As far as I'm concerned, save a bit and get either a Tikka or Remington 700. I have a safe full of superb 700's as well as a few Tikkas. 700's are the gold standard against which all others are judged, every Tikka I've ever owned shot MOA or better and had a 3-3.5 pound excellent trigger out of the box...

I have a Weatherby Accu Mark in 257 Weatherby that is very accurate, but with a $1600 price tag cannot consistently print tighter groups than most of my Remington 700's that didn't cost half as much.

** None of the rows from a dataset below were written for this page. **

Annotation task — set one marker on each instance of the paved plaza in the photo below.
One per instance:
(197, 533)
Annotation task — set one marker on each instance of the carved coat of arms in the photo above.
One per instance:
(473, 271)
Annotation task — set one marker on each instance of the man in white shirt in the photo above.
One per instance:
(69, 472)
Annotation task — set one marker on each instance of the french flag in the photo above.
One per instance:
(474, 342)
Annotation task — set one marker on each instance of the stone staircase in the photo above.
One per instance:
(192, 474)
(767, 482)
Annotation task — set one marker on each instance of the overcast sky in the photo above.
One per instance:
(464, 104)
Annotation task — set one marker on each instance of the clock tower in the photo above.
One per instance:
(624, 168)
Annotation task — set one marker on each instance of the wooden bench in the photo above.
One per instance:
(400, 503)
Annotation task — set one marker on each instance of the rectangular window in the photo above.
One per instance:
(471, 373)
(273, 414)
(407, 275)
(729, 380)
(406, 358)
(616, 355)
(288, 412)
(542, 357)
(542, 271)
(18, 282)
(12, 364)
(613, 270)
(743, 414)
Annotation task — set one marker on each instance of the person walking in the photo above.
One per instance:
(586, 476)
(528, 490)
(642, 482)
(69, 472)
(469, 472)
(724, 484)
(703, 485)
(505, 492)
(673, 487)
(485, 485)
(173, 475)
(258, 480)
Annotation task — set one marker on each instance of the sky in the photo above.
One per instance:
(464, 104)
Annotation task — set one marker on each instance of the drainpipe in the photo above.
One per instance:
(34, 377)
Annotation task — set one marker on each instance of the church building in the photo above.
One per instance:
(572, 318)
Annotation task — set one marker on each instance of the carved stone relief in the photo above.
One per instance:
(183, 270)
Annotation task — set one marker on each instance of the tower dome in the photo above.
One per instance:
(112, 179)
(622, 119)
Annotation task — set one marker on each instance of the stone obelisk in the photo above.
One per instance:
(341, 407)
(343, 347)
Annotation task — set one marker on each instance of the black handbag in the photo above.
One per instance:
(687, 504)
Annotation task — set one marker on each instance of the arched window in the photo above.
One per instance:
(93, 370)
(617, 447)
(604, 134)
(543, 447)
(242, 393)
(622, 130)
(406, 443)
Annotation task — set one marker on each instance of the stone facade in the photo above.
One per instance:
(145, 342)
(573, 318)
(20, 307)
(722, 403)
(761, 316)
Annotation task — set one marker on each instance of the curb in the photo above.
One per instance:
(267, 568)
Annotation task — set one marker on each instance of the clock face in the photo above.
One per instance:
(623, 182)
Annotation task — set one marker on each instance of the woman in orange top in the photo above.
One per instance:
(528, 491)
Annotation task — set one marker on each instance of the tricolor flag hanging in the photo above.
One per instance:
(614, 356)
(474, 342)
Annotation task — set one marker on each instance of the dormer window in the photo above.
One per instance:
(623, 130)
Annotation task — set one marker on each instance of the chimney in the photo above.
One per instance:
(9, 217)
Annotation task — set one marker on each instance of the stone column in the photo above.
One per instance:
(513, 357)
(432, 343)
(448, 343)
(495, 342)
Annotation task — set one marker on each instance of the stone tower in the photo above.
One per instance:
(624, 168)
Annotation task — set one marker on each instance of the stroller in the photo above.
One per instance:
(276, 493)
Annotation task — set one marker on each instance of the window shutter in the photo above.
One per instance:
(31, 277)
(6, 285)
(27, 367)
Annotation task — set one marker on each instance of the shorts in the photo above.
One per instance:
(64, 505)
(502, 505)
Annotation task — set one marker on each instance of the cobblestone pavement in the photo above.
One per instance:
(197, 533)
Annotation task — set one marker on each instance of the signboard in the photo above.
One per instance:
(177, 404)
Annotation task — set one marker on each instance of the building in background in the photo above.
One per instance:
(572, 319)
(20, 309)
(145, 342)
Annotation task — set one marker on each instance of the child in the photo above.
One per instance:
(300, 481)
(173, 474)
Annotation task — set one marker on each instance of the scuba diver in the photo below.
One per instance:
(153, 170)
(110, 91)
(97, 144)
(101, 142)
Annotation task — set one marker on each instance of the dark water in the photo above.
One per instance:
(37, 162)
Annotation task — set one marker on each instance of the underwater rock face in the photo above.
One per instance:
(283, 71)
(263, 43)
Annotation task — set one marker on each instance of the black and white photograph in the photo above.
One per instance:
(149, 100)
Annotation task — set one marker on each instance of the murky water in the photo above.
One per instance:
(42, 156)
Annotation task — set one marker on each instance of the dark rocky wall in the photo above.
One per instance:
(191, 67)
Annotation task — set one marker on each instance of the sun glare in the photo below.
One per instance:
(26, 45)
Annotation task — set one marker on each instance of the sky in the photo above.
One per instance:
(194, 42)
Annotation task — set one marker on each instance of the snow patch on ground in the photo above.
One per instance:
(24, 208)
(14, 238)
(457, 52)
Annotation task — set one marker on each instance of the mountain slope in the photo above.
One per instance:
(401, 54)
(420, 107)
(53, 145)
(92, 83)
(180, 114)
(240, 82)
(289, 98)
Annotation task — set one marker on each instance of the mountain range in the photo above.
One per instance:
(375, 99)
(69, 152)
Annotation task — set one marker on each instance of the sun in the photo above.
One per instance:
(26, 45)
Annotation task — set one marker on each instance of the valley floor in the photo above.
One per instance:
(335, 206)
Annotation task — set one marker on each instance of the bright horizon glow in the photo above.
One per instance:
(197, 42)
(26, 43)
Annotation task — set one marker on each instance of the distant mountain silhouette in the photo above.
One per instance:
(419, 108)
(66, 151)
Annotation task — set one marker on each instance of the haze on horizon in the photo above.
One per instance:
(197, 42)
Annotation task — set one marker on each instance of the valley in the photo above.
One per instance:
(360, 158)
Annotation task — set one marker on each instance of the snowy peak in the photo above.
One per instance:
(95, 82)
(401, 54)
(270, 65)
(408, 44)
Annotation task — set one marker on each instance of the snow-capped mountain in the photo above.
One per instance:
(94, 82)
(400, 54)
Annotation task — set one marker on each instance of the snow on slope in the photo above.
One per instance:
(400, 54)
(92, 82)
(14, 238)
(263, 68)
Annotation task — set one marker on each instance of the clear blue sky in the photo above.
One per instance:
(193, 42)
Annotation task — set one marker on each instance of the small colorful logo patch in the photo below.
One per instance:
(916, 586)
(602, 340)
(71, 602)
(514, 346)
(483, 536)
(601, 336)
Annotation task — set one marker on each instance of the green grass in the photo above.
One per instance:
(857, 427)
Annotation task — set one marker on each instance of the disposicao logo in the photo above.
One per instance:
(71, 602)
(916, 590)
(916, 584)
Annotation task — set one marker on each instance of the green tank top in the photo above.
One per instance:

My Remington 700 308 work rifle will shoot ragged one hole groups at 100 yards as long as I care to lay behind and send rounds downrange...


----------



## Ambush Hunter (Jun 29, 2009)

First of all, what is your budget? Second of all, to get the most consistency/accuracy, and if you are serious about it, you'll have to test variety of MATCH ammunition, and this ammo is not exactly cheap. So one thing leads to another. If you just want to punch paper and hunt deer, then I suppose it doesn't matter.
On a budget, Savage is a great option so is Remington and Howa. Tikka and Sako, definitely yes. To step up, Whetherby, AI, and custom made guns. Third, and again, if you are serious about it, a good glass is just as important - Leupold, Nikon, etc. That adds to an overall price tag. 
Remember that success on the field consists of three things: good hardware (rifle/scope/ammo combination), knowledge, and skills. Have to have all three... if you are serious about it 

Good luck.


----------



## bigbuck144 (Sep 9, 2007)

Thanks guys for the advice. Sorry I have'nt replied as soon as I would have liked too. Been pretty busy. As for price range I will save as much as I need for any period of time... and I'm pretty sure that my dad will help out... I have heard nothing but good things from whetherby's and savage I've just never shotten them... thanks again! rex :beer:


----------



## Bernie P. (Sep 25, 2008)

I shoot Ruger's myself but the Savage is a good value.As other said the basic versions aren't pretty but the Classic is another story.The new Winchester model 70's are very nice to.


----------